Peruvian dollar bonds rose, pushing down yields the most in three months, as the outlook for low interest rates in the U.S. and bets Europe’s debt crisis will ease boosted demand for higher-yielding assets.
The yield on the nation’s benchmark 6.55 percent dollar-denominated bond due March 2037 dropped nine basis points, or 0.09 percentage point, to 4.77 percent. The bond’s price rose 1.5 cent from yesterday to 125.96 cents per dollar.

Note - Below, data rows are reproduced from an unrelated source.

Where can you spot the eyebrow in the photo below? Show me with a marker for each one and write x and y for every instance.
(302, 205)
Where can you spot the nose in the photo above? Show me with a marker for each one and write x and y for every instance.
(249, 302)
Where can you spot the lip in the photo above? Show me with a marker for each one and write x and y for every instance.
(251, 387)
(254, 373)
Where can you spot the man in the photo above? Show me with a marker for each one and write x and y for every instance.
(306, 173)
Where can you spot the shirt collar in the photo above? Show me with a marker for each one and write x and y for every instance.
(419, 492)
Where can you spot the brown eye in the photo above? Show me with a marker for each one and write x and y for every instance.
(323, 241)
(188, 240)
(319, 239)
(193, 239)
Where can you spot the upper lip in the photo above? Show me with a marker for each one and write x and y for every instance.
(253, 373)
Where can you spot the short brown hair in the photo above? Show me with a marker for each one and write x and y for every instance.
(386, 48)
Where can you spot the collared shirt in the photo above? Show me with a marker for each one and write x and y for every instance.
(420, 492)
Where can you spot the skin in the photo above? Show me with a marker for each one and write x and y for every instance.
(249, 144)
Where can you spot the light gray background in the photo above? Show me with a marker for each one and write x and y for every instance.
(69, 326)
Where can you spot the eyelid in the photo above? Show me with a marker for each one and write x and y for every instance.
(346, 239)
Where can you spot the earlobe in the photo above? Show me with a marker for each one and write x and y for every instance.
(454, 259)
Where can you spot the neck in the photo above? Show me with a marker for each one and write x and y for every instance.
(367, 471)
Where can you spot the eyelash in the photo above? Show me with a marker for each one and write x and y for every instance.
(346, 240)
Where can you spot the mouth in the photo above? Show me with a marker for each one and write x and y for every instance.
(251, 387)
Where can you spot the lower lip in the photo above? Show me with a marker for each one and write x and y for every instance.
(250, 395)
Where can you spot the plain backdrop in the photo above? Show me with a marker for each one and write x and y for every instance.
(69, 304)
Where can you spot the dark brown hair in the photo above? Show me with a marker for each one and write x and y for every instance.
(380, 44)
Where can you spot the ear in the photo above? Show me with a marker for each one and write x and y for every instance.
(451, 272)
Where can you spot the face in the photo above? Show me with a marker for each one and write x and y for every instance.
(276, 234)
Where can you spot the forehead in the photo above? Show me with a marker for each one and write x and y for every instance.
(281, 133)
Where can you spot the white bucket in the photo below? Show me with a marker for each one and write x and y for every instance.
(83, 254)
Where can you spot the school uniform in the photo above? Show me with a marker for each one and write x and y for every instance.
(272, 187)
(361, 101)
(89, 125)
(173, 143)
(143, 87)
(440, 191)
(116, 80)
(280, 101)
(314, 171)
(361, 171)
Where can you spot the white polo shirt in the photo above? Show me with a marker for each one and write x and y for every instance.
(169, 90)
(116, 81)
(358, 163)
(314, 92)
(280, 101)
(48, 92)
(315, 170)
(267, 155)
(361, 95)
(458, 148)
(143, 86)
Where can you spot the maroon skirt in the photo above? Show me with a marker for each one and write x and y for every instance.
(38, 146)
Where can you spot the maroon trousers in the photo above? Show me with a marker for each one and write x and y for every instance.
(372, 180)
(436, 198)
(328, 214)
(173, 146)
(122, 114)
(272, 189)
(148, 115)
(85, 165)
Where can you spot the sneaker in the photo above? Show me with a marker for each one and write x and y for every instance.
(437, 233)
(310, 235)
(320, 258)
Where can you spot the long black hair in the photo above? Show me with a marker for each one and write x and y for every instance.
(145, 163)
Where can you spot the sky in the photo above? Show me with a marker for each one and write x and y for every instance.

European Union leaders meeting in Brussels agreed to tighter budget controls and decided to bring the region’s permanent bailout fund into operation on July 1, a year before schedule. The U.S. Federal Reserve pledged Jan. 25 to maintain low interest rates through at least late 2014.
“The international context has generally been supportive” for Peruvian government debt, said Bret Rosen, a strategist at Standard Chartered Bank in New York.
The yield on the nation’s benchmark 7.84 percent sol-denominated bond due August 2020 fell two basis points to 5.70 percent, according to prices compiled by Bloomberg.
The sol gained 0.1 percent to 2.6890 per U.S. dollar, from 2.6905 yesterday, according to Deutsche Bank AG’s local unit.
Peru’s central bank bought $53 million in the spot currency market today to stem gains in the sol. The bank paid 2.6890 soles per dollar, according to a statement on its website.